Ma Scajola stava lì a tessere la sua tela centrista ed era arrivato quasi in fondo all’opera con quel bello scudocrociato in mezzo alla grande tovaglia da stendere sul tavolo del centristi moderati popolari, avvicinatisi al tavolo chi con il maldipancia, chi per senso di responsabilità, chi per sfinimento. E, sopratutto, la tela aveva irretito, altri leader come Beppe Pisanu, il sardo cocciuto, ex segretario degli ultimi veri segretari Dc, prima della caduta dell’impero, suo rivale ministro dell’Interno, ma di quell’altra razza democristiana sarda che ha dato alla patria gente come Cossiga, Segni Antonio, Cabras e dall’altra parte il mitico Enrico Berlinguer e che oggi avrebbe spinto in ruoli chiave gente come Arturo Parisi il testardo guardaspalle di Prodi, vincitore oggi della battaglia referendaria anti porcellum. E che i sardi non se ne intendono di come fare fuori il porceddo? E poi Formigoni, il governatore lombardo, ipercattolico, scalpitante e perfino l’Alemanno il sindaco di Roma, con passato da picchiatore nero, parente di Rauti, uno che viene da un altro mondo rispetto a quello dell’asse DeGasperi-Taviani, celesti protettori del Compagno S. Ma ora il compagno S ha finito la sua tela e presenta il conto, come raccontano le cronache quotidiane.
Da perfetto ex dc o dc intramontabile, un passo avanti, una riunione carbonara che poi non è con i suoi quindici,venticinque,trentacinque fedeli (le cronache aggiungono o tolgono) e due indietro.

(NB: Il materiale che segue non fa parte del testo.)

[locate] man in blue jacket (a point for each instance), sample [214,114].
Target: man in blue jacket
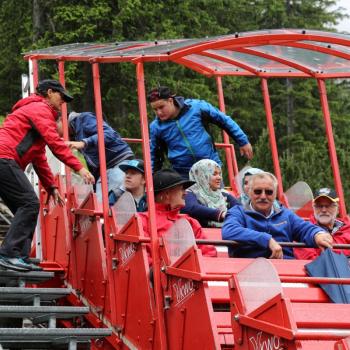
[259,225]
[83,133]
[179,129]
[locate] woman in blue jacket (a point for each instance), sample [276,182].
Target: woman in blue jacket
[205,200]
[180,131]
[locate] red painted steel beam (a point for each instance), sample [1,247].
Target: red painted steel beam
[141,92]
[331,146]
[103,175]
[272,137]
[293,64]
[231,161]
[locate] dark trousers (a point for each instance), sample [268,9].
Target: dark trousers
[18,194]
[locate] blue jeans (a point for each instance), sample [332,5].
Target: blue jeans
[115,179]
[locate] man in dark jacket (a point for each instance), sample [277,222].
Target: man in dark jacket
[134,182]
[259,225]
[26,131]
[326,208]
[179,129]
[83,133]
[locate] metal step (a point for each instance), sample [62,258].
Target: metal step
[14,278]
[39,314]
[21,295]
[41,338]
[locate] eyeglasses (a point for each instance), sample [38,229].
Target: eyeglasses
[159,94]
[326,206]
[258,192]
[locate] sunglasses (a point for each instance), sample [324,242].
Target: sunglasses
[158,94]
[258,192]
[326,206]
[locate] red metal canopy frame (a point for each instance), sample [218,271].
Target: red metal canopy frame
[289,53]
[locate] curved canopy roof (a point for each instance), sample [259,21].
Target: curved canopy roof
[265,53]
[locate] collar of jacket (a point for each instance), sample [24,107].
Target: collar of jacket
[165,208]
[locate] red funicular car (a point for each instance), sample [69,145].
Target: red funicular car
[195,302]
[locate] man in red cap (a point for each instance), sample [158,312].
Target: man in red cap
[26,131]
[326,210]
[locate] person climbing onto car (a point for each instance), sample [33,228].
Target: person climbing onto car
[180,130]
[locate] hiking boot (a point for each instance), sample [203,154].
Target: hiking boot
[14,264]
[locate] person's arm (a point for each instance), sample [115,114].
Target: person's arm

La lettera privata a Berlusconi (non ti tradirò mai) e la richiesta secca a Angelino Alfano: vogliamo una scossa decisa perché se no il paese affonda.
Il Berlusconi bis con nuovo programma, il suo annuncio che non si candiderà nel 2013, un pacchetto sviluppo che non sia una presa per i fondelli di un’economia sfondata? Riunione a saint Vincent in una domenica di passione, in perfetto luogo post Dc( lì si radunavano quelli di Donat Cattin), nuova cena in Galleria Alberto Sordi, l’incontro con Angelino.
Intanto l’agenda di Scajola si riempie di nomi:Ignazio Abrignani, Massimo Maria Berruti, Fabio Gava, Salvatore Cicu, Paolo Russo, Massimo Nicolucci, Roberto Antonione, Lauro e i liguri Scandroglio, Orsi, non a caso genero del leggendario Franco Bonelli, segretario factotum di Taviani. Quanti sono e cosa fanno? Si muovono da perfetti Dc, si potrebbe dire, mettendo indietro l’orologio politico della storia, oscillano come perfetti dorotei, la corrente più mediatoria della mitica Balena Bianca.
Intanto Denis Verdini, il rotweiler con il ciuffo bianco che fa la guardia al gregge di Berlusconi, perchè nessuno scappi dal recinto è già scatenato a recuperare i possibili fuggitivi sulla strada maestra del compagno S, come fece quasi un anno fa, salvando il governo dall’attacco di Fini il fatidico 14 dicembre. Ma questa è un’altra storia e il compagno S tesse, tesse, aspettandosi, magari un applauso che viene anche fuori dal recinto Oppure no perchè i veri democristiani non aspettano appalusi e poi, all’ultimo possono fare una bella virata, con un sorriso e a braccetto del capo.